Todd Zywicki: And one of the things we see that’s quite striking, we see a couple of things, which is… And this is an article I wrote with Sanjai Bhagat, who is one of leading finance professors on this… posted an article In The Hill where we talked about the thousands of studies THAT have been done on this. What you find is that companies that invest in ESG do not outperform companies that do not. What you also find is that if a company makes a higher return than other companies, they are more likely to then invest in ESG, which suggests that the ESG is not actually making the company more profitable, but we are new, what that suggests is it’s a so called agency cost for the manager, which is that if the company happens to make more money, the manager basically can throw it all away on whatever he wants, which is maybe he gets a nicer private jet, maybe he gets a nicer office, or maybe he starts doing ESG things give him esteem in the media, because they get a lot of esteem in the media when they do this.
Todd Zywicki: So it’s pretty clear, it doesn’t really increase returns, but that it does seem to increase so-called agency cost for managers and we see this in a variety of other ways, which is… Sanjai refers to a study, and he’s talked about this. Where one of the studies they’ve done is they find that managers who under-perform are more likely to mention in their next shareholder letter all the good ESG things that they’ve done in the past.

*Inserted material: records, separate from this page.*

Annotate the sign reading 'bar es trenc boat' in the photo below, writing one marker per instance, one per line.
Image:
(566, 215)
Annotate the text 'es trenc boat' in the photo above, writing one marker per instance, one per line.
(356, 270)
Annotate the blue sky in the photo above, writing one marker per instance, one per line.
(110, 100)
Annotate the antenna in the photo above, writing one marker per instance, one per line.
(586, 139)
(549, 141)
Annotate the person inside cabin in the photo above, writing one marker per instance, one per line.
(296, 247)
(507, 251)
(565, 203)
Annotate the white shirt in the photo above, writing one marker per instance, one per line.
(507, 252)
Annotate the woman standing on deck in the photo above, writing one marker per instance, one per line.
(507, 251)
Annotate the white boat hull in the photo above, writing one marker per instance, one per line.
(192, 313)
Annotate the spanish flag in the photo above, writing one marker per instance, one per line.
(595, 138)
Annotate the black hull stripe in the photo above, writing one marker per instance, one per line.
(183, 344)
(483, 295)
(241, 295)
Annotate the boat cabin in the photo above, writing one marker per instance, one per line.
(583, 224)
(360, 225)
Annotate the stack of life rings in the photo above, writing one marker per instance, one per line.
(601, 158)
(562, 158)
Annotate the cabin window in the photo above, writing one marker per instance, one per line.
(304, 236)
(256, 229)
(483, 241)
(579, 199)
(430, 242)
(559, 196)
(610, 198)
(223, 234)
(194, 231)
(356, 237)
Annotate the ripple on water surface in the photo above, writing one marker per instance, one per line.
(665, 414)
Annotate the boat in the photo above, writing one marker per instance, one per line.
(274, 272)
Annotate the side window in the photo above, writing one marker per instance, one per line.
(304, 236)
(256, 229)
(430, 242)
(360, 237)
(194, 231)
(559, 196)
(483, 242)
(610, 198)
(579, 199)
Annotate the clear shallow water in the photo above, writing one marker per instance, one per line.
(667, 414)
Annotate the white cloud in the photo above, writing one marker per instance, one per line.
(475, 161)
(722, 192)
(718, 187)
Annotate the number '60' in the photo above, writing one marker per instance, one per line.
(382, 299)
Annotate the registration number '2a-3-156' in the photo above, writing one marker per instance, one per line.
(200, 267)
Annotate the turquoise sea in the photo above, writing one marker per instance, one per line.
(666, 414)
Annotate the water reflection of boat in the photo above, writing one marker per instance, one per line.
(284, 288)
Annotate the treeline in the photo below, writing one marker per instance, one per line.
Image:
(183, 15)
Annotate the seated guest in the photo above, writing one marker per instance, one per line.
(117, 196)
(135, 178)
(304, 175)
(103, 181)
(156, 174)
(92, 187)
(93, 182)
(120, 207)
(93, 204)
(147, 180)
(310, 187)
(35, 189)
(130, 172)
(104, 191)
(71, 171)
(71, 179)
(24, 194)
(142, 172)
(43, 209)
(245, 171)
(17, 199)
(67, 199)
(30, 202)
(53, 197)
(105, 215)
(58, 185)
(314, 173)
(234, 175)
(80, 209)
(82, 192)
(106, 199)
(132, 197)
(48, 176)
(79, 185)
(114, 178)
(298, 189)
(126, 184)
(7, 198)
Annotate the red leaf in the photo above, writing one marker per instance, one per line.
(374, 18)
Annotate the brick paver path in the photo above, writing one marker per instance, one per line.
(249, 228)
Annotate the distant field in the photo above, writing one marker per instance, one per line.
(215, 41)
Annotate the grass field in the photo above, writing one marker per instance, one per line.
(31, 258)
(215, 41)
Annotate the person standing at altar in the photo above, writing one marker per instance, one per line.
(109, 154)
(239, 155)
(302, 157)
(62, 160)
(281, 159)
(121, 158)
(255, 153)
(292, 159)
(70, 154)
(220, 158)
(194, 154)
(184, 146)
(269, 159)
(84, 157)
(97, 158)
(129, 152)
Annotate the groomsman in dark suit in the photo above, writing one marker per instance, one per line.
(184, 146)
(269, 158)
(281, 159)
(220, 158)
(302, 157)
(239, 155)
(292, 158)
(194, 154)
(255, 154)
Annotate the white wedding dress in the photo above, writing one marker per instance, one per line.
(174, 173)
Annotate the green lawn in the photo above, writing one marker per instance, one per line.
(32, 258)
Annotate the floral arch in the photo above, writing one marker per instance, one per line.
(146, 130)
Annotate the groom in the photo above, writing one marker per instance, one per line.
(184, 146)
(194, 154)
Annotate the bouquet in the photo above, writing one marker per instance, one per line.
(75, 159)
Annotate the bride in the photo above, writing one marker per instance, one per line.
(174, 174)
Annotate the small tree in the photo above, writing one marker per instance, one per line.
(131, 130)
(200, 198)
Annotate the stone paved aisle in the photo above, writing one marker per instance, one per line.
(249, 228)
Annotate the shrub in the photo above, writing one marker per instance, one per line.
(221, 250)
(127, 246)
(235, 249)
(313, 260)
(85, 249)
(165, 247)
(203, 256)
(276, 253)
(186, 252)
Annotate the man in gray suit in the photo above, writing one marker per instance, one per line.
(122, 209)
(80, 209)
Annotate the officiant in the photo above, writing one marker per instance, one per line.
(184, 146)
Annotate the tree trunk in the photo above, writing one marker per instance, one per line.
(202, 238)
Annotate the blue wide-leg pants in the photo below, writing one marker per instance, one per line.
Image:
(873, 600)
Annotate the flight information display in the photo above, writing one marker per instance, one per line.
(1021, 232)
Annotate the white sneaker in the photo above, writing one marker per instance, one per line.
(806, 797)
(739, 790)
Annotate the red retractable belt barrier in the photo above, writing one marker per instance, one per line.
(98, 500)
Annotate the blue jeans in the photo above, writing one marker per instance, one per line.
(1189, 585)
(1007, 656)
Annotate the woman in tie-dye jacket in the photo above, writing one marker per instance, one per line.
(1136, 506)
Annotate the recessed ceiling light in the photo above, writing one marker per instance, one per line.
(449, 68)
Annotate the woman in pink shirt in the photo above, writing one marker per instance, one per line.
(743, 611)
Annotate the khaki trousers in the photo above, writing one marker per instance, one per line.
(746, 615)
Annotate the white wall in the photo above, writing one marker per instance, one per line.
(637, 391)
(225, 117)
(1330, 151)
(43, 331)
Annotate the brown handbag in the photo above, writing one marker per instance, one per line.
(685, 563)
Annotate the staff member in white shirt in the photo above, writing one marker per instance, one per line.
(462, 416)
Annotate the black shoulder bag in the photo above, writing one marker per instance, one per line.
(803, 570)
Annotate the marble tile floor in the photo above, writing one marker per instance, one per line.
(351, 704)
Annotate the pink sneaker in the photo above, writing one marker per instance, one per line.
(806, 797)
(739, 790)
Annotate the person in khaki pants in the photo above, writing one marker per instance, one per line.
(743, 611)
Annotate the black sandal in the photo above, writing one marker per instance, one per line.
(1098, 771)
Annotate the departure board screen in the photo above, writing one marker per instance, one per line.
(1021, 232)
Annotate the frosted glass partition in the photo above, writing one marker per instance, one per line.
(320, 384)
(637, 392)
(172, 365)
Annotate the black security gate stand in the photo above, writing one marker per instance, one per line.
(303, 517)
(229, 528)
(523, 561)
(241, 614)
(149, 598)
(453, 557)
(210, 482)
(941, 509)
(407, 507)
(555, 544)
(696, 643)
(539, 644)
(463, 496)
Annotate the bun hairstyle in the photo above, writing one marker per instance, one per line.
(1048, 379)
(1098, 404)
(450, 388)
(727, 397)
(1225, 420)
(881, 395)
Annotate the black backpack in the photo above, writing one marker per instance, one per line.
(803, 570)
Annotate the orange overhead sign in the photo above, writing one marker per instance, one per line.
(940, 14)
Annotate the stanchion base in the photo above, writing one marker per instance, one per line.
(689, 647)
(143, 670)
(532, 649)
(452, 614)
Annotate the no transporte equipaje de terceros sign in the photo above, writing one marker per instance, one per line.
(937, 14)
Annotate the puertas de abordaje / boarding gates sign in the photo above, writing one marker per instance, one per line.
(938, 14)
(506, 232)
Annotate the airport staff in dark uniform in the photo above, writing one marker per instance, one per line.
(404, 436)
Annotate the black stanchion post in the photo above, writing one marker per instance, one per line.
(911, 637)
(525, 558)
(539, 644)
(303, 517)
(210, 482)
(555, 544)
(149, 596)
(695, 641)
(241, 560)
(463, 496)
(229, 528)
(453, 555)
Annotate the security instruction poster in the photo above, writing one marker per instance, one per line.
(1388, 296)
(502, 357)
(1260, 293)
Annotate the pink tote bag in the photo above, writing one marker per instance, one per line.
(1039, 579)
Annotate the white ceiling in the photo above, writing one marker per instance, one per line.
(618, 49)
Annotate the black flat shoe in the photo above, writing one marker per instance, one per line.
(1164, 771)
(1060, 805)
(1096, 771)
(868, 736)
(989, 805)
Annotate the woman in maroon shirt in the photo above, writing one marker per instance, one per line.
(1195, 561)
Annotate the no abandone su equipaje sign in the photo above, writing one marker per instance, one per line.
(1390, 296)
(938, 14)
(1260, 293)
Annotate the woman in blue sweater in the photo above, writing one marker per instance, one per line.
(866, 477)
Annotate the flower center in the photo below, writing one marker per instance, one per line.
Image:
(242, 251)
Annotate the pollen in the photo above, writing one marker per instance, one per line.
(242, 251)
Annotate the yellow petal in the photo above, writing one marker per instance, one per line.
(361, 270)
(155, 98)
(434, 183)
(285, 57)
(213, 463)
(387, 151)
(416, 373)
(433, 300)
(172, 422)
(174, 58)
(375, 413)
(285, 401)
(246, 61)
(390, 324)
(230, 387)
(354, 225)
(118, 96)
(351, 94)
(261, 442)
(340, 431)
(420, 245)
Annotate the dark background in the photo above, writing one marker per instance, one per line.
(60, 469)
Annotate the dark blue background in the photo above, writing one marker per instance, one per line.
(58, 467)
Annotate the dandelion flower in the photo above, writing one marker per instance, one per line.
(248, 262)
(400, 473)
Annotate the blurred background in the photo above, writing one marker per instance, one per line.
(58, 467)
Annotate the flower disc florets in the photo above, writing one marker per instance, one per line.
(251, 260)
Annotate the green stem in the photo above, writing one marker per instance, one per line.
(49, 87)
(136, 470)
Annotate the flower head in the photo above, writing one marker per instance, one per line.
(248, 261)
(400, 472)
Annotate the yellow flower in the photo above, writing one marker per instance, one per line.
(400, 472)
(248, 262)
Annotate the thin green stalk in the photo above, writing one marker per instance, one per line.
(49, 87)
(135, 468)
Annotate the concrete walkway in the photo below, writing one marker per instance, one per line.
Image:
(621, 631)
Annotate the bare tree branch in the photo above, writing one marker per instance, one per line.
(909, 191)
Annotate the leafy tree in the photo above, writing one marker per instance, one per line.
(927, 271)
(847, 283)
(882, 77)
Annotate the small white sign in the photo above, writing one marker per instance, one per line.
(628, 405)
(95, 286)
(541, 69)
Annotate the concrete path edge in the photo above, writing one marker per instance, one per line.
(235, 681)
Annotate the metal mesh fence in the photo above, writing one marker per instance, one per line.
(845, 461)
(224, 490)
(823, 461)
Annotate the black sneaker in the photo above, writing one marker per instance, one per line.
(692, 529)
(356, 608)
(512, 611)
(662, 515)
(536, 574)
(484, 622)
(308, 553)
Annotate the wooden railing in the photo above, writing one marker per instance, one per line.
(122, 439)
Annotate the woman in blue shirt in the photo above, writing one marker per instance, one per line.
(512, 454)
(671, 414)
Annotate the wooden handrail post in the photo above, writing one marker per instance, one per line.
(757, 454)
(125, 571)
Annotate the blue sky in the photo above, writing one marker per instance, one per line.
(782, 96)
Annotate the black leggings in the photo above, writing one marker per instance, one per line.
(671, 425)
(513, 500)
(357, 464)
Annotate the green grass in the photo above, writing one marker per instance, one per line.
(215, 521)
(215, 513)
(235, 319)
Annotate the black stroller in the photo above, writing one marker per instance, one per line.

Todd Zywicki: So they basically use this as an excuse to cover when they’re under-performing for the shareholders and when managers actually do a good job, they talk about the returns that they have for shareholders. And so what this does is allowing them to pursue these multifarious goals. Attenuates the accountability for corporate managers and allows them basically to get away with underperforming more easily, if you’ve got multiple goals, it’s hard to hold you to any of those particular goals. And I think a great irony of this to me, Chelsea, as somebody who has been watching us for a long time, is back in about a century ago, there was this famous book written by Berle and Means, about the corporation, where they talked about this problem of agency cost. And what they said was, corporate managers were too often pursuing their own interest at the expense of shareholders, that became the charter for progressive reformers to reform corporate governance over for the next several decades, the way the securities and exchange commission operated everything else. What I find so ironic right now and kind of bizarre is the progressives, the so-called people who are foes of corporations are the ones now instigating and justifying and rationalizing allowing the CEOS of big corporations to basically pursue their own goals.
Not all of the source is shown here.